Supremo Tribunal Federal mantém decisão que cassou mandato de ex-deputado de Roraima
O Supremo Tribunal Federal (STF) negou mais um recurso apresentado pela defesa do ex-deputado Jalser Renier, mantendo a cassação do seu mandato pela Assembleia Legislativa de Roraima (ALE-RR) e confirmando sua inelegibilidade até o ano de 2030. Esta é a oitava tentativa do parlamentar de reverter a decisão judicial, todas rejeitadas pela mais alta corte do país.
Decisão do ministro Nunes Marques
A decisão, publicada em 31 de março deste ano, foi proferida pelo ministro relator Nunes Marques, que considerou o recurso "inadmissível" por questões processuais. Segundo o magistrado, o pedido não poderia ser analisado pelo STF porque ainda não havia passado por uma instância de origem, como o Tribunal de Justiça de Roraima (TJRR).
Na argumentação, a defesa de Jalser Renier alegou a existência de novos elementos que justificariam a revisão do caso. No entanto, o ministro manteve a rejeição baseando-se estritamente nas formalidades processuais, sem adentrar no mérito das alegações apresentadas.
Contexto da cassação
Jalser Renier foi cassado no dia 28 de fevereiro de 2022 após 27 anos como deputado estadual em Roraima. A perda do mandato ocorreu por quebra de decoro parlamentar e abuso das prerrogativas do cargo, relacionadas ao caso do sequestro do jornalista Romano dos Anjos em 2020.
O ex-parlamentar é réu como mandante do crime, tendo utilizado sua posição como então presidente da Assembleia Legislativa para ameaçar autoridades e tentar barrar as investigações. Conforme o Regimento Interno da Casa, o presidente dirige com autoridade suprema a polícia legislativa, e os militares presos no caso eram diretamente subordinados a Jalser.
Trajetória política conturbada
Conhecido no estado como "Menino de Ouro", Jalser Renier ascendeu na política roraimense desde sua primeira eleição em 1994, aos 21 anos, nunca tendo perdido uma eleição até sua cassação. Em 2018, foi o mais votado do estado com 8.401 votos.

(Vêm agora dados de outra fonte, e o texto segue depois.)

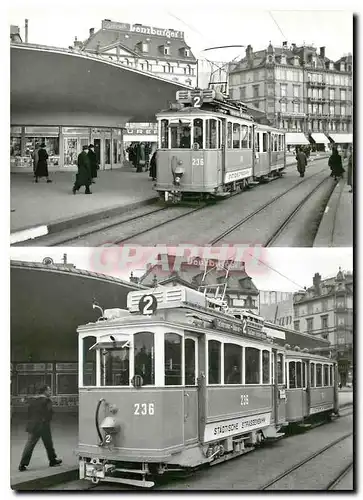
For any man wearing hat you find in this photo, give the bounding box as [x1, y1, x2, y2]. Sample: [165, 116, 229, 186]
[34, 142, 52, 182]
[88, 144, 99, 184]
[72, 146, 92, 194]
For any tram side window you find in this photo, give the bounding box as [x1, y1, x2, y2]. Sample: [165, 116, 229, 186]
[277, 354, 284, 384]
[101, 347, 130, 386]
[134, 332, 155, 385]
[262, 351, 270, 384]
[245, 347, 260, 384]
[164, 333, 182, 385]
[184, 339, 195, 385]
[193, 118, 203, 149]
[205, 119, 217, 149]
[289, 361, 296, 389]
[224, 344, 242, 384]
[324, 365, 330, 387]
[233, 123, 241, 149]
[227, 122, 232, 149]
[208, 340, 221, 384]
[160, 120, 169, 149]
[241, 125, 250, 149]
[296, 361, 302, 389]
[310, 363, 315, 387]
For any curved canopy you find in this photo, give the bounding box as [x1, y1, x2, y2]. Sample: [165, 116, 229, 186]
[10, 44, 190, 127]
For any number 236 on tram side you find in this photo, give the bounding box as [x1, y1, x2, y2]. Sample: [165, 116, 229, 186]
[154, 90, 286, 202]
[78, 287, 286, 487]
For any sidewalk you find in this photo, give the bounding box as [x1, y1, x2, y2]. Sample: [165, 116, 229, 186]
[314, 170, 354, 247]
[10, 388, 353, 490]
[10, 167, 157, 243]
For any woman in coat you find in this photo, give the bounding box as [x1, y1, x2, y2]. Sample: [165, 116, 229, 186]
[328, 148, 345, 181]
[34, 142, 52, 182]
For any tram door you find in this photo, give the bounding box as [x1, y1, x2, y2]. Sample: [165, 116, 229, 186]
[184, 333, 199, 444]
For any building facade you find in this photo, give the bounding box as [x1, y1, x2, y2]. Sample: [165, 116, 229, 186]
[294, 269, 353, 385]
[230, 42, 353, 143]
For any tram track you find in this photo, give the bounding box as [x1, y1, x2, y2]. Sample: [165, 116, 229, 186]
[208, 168, 328, 246]
[259, 432, 353, 491]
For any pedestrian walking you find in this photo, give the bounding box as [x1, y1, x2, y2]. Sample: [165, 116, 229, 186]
[19, 385, 62, 472]
[32, 142, 39, 181]
[35, 142, 52, 182]
[296, 147, 308, 177]
[72, 146, 92, 194]
[347, 148, 353, 193]
[88, 144, 100, 184]
[328, 147, 345, 181]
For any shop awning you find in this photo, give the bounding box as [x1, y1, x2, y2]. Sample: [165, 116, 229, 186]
[311, 133, 330, 144]
[329, 134, 353, 144]
[285, 132, 309, 145]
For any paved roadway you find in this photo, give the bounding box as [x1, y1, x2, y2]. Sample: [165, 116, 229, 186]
[50, 409, 353, 492]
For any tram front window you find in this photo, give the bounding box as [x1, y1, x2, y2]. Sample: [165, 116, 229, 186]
[101, 347, 130, 386]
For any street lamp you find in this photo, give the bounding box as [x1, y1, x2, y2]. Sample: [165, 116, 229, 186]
[202, 45, 245, 94]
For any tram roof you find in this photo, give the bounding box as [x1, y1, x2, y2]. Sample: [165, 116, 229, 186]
[10, 43, 190, 127]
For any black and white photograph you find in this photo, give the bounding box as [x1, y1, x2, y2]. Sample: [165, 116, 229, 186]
[7, 0, 361, 494]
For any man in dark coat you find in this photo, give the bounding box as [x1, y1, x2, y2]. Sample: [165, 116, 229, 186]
[328, 148, 345, 181]
[19, 385, 62, 472]
[72, 146, 92, 194]
[34, 142, 52, 182]
[88, 144, 100, 184]
[296, 148, 308, 177]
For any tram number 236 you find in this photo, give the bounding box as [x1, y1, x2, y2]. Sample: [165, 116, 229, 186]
[241, 394, 248, 406]
[134, 403, 155, 415]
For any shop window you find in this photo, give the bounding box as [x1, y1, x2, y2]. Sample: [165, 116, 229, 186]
[227, 122, 232, 149]
[193, 118, 203, 149]
[160, 120, 169, 149]
[289, 361, 296, 389]
[224, 344, 242, 384]
[233, 123, 241, 149]
[262, 351, 270, 384]
[310, 363, 315, 387]
[241, 125, 249, 149]
[57, 373, 78, 395]
[245, 347, 260, 384]
[296, 361, 302, 389]
[134, 332, 155, 385]
[205, 119, 217, 149]
[164, 333, 182, 385]
[83, 337, 97, 387]
[324, 365, 330, 387]
[277, 354, 284, 384]
[208, 340, 221, 384]
[184, 339, 195, 385]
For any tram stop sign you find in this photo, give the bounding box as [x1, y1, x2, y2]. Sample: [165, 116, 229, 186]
[139, 294, 158, 315]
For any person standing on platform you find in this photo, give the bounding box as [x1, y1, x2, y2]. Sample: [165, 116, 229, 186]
[296, 147, 308, 177]
[19, 385, 62, 472]
[88, 144, 100, 184]
[72, 146, 92, 194]
[35, 142, 52, 182]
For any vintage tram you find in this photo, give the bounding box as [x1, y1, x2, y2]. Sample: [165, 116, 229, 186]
[154, 89, 286, 202]
[78, 287, 337, 487]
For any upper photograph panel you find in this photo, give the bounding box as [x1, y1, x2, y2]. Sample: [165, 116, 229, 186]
[9, 8, 354, 247]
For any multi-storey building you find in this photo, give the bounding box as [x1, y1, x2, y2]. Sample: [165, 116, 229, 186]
[229, 42, 353, 143]
[294, 269, 353, 384]
[74, 19, 197, 87]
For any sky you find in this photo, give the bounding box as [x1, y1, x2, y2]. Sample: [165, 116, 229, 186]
[7, 0, 360, 61]
[10, 247, 353, 292]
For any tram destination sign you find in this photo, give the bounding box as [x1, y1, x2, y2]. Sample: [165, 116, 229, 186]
[213, 318, 266, 339]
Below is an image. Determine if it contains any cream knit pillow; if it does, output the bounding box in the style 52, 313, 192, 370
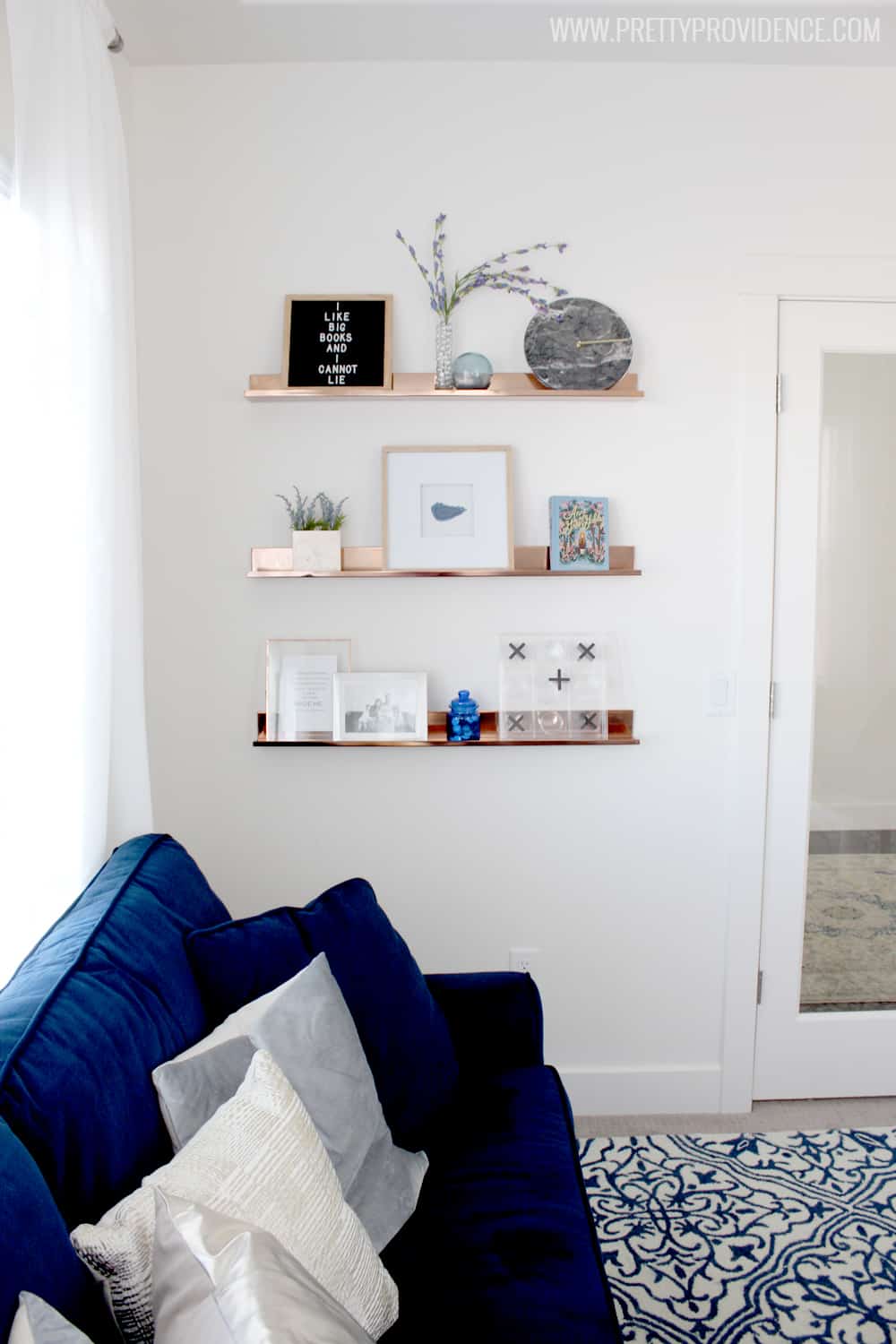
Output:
71, 1050, 398, 1344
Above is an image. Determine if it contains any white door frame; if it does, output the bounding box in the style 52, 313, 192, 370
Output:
719, 255, 896, 1112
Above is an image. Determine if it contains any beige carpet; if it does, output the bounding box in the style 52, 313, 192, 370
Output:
802, 854, 896, 1011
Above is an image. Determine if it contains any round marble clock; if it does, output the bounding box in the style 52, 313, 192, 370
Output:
524, 298, 632, 392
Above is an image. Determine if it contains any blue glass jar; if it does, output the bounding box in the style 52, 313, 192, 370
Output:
446, 691, 479, 742
452, 349, 492, 392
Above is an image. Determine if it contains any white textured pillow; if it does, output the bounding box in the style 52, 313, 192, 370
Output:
151, 953, 428, 1252
153, 1187, 371, 1344
71, 1050, 398, 1344
9, 1293, 90, 1344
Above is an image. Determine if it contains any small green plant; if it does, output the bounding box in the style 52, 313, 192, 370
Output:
277, 486, 348, 532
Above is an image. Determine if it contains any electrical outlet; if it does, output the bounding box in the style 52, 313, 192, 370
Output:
511, 948, 541, 976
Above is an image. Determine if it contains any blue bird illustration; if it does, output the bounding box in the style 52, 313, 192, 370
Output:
430, 503, 466, 523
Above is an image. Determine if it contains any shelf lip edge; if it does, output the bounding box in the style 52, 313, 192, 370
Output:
253, 736, 641, 752
246, 570, 643, 580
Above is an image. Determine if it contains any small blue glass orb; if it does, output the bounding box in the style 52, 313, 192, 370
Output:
444, 691, 479, 742
452, 349, 492, 390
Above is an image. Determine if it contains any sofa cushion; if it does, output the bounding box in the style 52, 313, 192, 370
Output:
186, 908, 312, 1026
383, 1066, 619, 1344
0, 1120, 116, 1344
0, 835, 227, 1228
153, 953, 428, 1252
296, 878, 458, 1152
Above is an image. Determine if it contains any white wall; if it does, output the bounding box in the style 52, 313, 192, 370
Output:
812, 354, 896, 831
134, 64, 896, 1112
0, 0, 14, 164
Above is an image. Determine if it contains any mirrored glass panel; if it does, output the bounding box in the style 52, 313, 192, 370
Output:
801, 354, 896, 1012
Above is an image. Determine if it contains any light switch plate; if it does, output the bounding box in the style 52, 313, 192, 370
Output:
704, 672, 737, 718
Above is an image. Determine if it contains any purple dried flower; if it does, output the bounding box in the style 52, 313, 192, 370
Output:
395, 220, 568, 322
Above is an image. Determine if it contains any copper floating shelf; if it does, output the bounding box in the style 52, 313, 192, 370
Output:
243, 374, 643, 402
247, 546, 641, 580
253, 710, 640, 750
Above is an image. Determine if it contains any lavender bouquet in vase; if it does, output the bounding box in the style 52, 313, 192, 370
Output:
395, 215, 568, 389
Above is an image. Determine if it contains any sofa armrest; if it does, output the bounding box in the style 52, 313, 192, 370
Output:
426, 970, 544, 1075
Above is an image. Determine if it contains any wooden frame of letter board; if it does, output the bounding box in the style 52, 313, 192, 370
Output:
280, 295, 392, 397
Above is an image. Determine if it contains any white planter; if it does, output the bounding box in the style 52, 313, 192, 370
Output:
293, 530, 342, 574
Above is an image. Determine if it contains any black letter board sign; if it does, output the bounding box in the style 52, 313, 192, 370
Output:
282, 295, 392, 392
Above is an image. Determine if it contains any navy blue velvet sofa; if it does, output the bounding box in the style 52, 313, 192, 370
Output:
0, 836, 619, 1344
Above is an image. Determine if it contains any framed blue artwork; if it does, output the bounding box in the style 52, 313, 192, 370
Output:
551, 495, 610, 570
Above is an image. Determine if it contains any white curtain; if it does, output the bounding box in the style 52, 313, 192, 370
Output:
0, 0, 151, 984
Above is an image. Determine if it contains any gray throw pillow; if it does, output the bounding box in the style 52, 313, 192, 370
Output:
151, 953, 428, 1252
154, 1188, 372, 1344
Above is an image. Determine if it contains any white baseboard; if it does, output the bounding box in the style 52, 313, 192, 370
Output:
557, 1064, 721, 1116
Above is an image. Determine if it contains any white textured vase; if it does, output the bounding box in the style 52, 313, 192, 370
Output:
293, 530, 342, 574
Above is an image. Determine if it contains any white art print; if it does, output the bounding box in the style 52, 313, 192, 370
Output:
383, 448, 513, 573
264, 640, 352, 742
278, 653, 337, 742
333, 672, 428, 742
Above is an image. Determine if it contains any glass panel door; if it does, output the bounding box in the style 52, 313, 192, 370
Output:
799, 352, 896, 1012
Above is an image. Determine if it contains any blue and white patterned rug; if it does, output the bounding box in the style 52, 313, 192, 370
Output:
579, 1129, 896, 1344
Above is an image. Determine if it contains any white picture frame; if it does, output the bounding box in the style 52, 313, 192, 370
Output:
383, 446, 513, 574
333, 672, 428, 745
264, 639, 352, 742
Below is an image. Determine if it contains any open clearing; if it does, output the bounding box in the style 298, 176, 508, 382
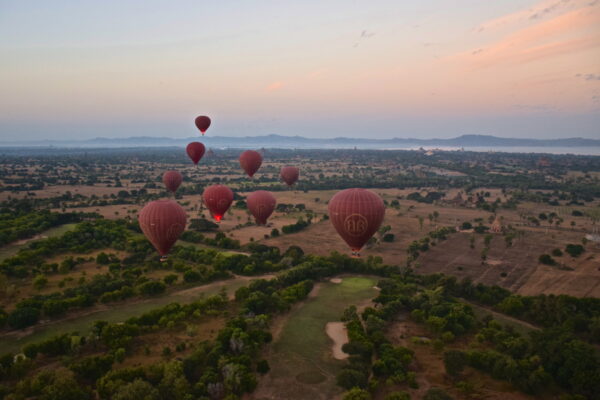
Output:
0, 224, 77, 261
252, 276, 377, 400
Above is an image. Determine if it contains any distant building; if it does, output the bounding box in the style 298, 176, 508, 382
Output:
448, 192, 466, 206
490, 216, 502, 233
537, 157, 551, 168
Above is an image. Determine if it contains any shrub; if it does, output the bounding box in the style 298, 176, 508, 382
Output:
382, 233, 396, 243
565, 244, 585, 258
538, 254, 556, 265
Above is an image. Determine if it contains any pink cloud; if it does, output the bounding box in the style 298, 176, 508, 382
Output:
475, 0, 598, 32
450, 7, 600, 67
266, 81, 284, 92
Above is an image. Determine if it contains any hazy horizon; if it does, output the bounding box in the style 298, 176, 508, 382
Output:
0, 0, 600, 141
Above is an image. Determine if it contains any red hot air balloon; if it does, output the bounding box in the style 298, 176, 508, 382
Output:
185, 142, 206, 165
246, 190, 277, 225
279, 167, 300, 186
328, 189, 385, 256
163, 171, 183, 193
138, 200, 187, 260
240, 150, 262, 178
194, 115, 210, 136
202, 185, 233, 222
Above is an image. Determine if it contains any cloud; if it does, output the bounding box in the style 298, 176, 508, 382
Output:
575, 74, 600, 81
360, 31, 375, 39
451, 7, 600, 67
475, 0, 598, 32
512, 104, 556, 112
266, 81, 284, 92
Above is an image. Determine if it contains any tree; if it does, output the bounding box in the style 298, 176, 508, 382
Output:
538, 254, 556, 265
111, 378, 160, 400
336, 368, 369, 390
565, 243, 585, 258
6, 307, 40, 329
32, 368, 92, 400
343, 387, 372, 400
33, 274, 48, 290
256, 360, 271, 375
423, 387, 453, 400
138, 281, 167, 296
385, 392, 410, 400
444, 350, 468, 377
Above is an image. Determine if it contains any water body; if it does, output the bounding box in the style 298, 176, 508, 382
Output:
384, 146, 600, 156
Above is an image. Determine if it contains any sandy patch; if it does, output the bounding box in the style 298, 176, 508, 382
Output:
325, 322, 348, 360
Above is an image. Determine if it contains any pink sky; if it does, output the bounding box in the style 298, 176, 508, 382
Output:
0, 0, 600, 139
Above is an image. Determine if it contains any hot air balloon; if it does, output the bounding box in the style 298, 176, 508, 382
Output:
202, 185, 233, 222
279, 167, 300, 186
246, 190, 277, 225
328, 189, 385, 256
138, 200, 187, 260
185, 142, 206, 165
240, 150, 262, 178
163, 171, 183, 193
194, 115, 210, 136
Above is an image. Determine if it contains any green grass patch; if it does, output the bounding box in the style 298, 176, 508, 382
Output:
269, 277, 377, 399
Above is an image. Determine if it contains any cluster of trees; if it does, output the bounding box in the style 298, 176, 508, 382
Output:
406, 192, 446, 204
281, 217, 310, 234
406, 226, 456, 261
0, 241, 600, 399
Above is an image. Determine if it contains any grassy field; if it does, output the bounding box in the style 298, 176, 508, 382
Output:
0, 276, 268, 354
0, 224, 76, 261
253, 277, 377, 400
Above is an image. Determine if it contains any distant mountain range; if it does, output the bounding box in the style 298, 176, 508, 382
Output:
0, 135, 600, 149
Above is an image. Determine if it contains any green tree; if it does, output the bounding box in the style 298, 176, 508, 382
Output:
111, 378, 161, 400
444, 350, 468, 377
343, 387, 372, 400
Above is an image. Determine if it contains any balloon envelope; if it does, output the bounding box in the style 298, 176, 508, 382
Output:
279, 167, 300, 186
194, 115, 210, 136
328, 189, 385, 252
240, 150, 262, 178
246, 190, 277, 225
138, 200, 187, 256
202, 185, 233, 222
185, 142, 206, 165
163, 171, 183, 193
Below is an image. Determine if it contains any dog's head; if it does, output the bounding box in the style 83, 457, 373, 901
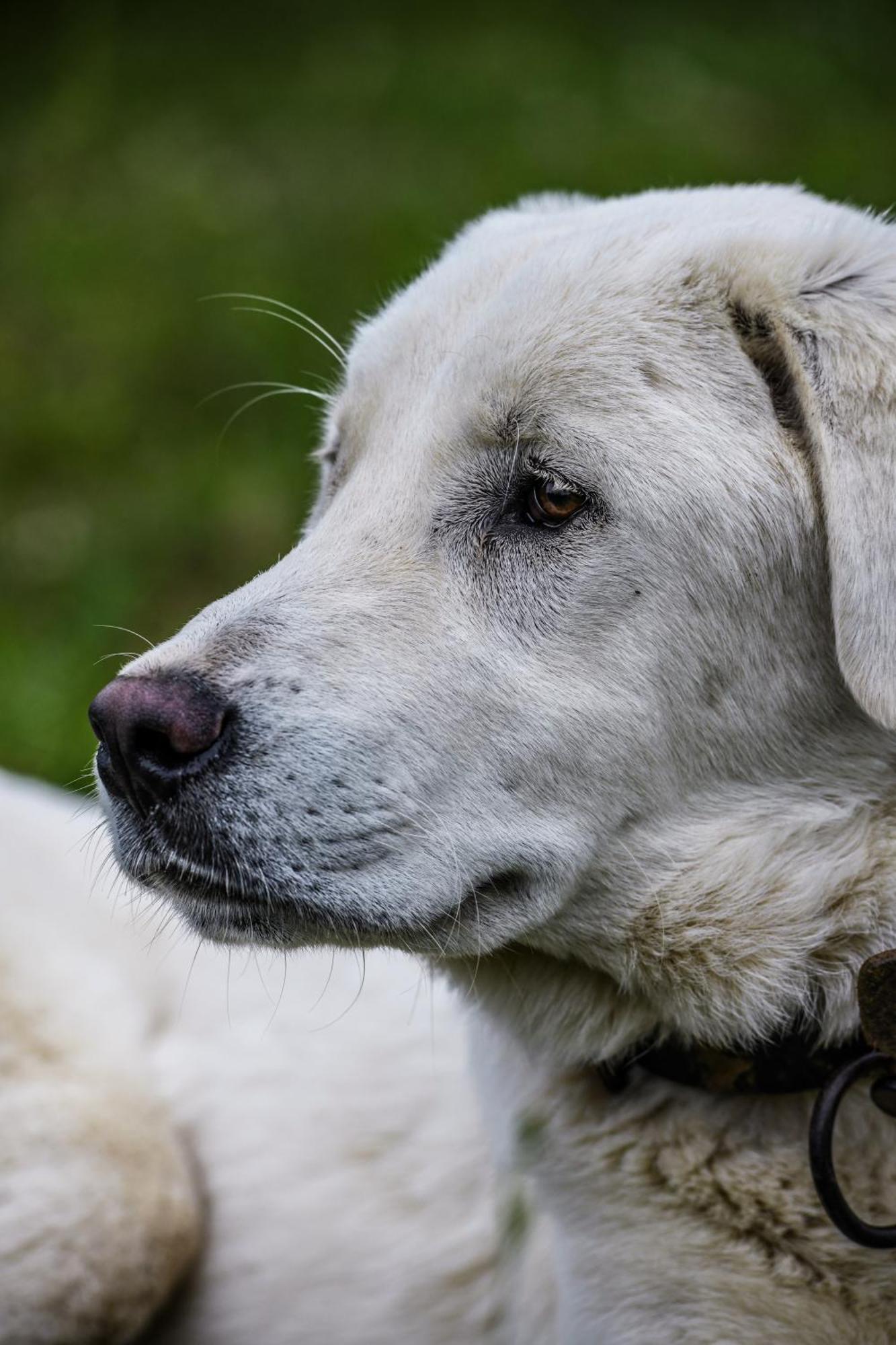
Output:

Sua carreira foi marcada por outras operações policiais:
- Foi preso pela primeira vez em 2003 por envolvimento no "Escândalo dos Gafanhotos", considerado o maior caso de corrupção em Roraima.
- Voltou a ser preso em 2016 pelo mesmo motivo, demonstrando um histórico de problemas com a Justiça.
Com a decisão do STF, Jalser Renier permanece inelegível até 2030, encerrando temporariamente uma trajetória política de quase três décadas marcada por controvérsias e confrontos com o sistema judiciário.